To those with impaired vision, hearing or mobility, a multimedia graphical operating environment isn't necessarily a godsend. That's why Microsoft includes accessibility tools (select Start-Pro-grams-Accessories-Accessibility). Even if you have no impairment, you might find some of these applets useful. Here are the highlights, but be sure to check even more downloadable, robust tools at www.microsoft.com/enable.
Magnifier: this tool, which was initially introduced in Windows 98, repurposes the top sixth of the Windows screen so that it displays the area around the mouse cursor, magnifying it anywhere from two to nine times its standard size.
Windows Narrator: this text-to-speech engine explains where you are - whether the focus is on the desktop, in a dialogue box, or in an application. A computer-generated voice reads out the text on buttons and menus, explains what check boxes are checked, and provides the keyboard actions necessary to close dialogue boxes. To adjust the pitch and speed of the voice, just click the Voice button.

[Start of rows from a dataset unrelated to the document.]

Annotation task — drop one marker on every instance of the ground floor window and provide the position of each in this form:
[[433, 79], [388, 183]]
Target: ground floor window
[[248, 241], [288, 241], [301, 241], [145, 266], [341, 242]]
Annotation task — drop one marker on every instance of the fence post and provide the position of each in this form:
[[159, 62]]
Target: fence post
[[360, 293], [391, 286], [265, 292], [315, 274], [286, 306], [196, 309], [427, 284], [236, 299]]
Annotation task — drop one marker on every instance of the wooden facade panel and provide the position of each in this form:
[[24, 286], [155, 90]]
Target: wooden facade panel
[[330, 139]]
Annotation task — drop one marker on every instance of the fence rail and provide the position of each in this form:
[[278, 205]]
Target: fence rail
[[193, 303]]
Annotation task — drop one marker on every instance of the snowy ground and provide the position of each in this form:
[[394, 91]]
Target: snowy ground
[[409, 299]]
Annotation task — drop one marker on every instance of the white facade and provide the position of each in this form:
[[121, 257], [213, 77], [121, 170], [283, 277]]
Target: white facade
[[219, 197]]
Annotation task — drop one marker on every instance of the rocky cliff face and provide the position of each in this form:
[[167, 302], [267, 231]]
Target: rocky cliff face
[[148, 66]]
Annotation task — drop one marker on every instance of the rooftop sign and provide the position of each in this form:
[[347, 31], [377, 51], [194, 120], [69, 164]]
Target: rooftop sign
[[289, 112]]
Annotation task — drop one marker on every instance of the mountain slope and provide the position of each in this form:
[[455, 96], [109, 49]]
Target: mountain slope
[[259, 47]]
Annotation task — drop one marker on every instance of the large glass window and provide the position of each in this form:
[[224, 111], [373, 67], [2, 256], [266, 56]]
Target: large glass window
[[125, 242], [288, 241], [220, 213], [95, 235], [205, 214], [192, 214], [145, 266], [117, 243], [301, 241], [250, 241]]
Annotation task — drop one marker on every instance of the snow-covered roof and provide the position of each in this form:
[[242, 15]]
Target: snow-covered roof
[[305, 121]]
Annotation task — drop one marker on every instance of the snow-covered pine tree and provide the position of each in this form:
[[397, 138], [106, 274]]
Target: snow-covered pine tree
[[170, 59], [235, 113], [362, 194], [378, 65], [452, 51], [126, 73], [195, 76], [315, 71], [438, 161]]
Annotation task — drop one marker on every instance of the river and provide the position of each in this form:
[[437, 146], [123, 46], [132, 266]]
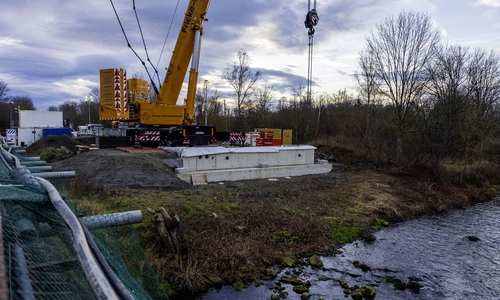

On-Screen Keyboard: For those who are unable to handle keyboards, Windows 2000 includes a customisable on-screen keyboard on which you can type using either a mouse, a trackball or a joystick. While operating it, you can enter text in any running Windows application either by clicking letters, or, for those who experience difficulty clicking, by hovering over a letter for a specified length of time (which is easy to configure in the dialogue box under Settings-Typing Mode).
Utility Manager: To launch any of the three previously mentioned applications, use the Utility Manager (select Start-Programs-Accessories-Accessibility). As soon as the program launches, so does Narrator. You can configure any of the three tools to launch when either Windows or Utility Manager starts.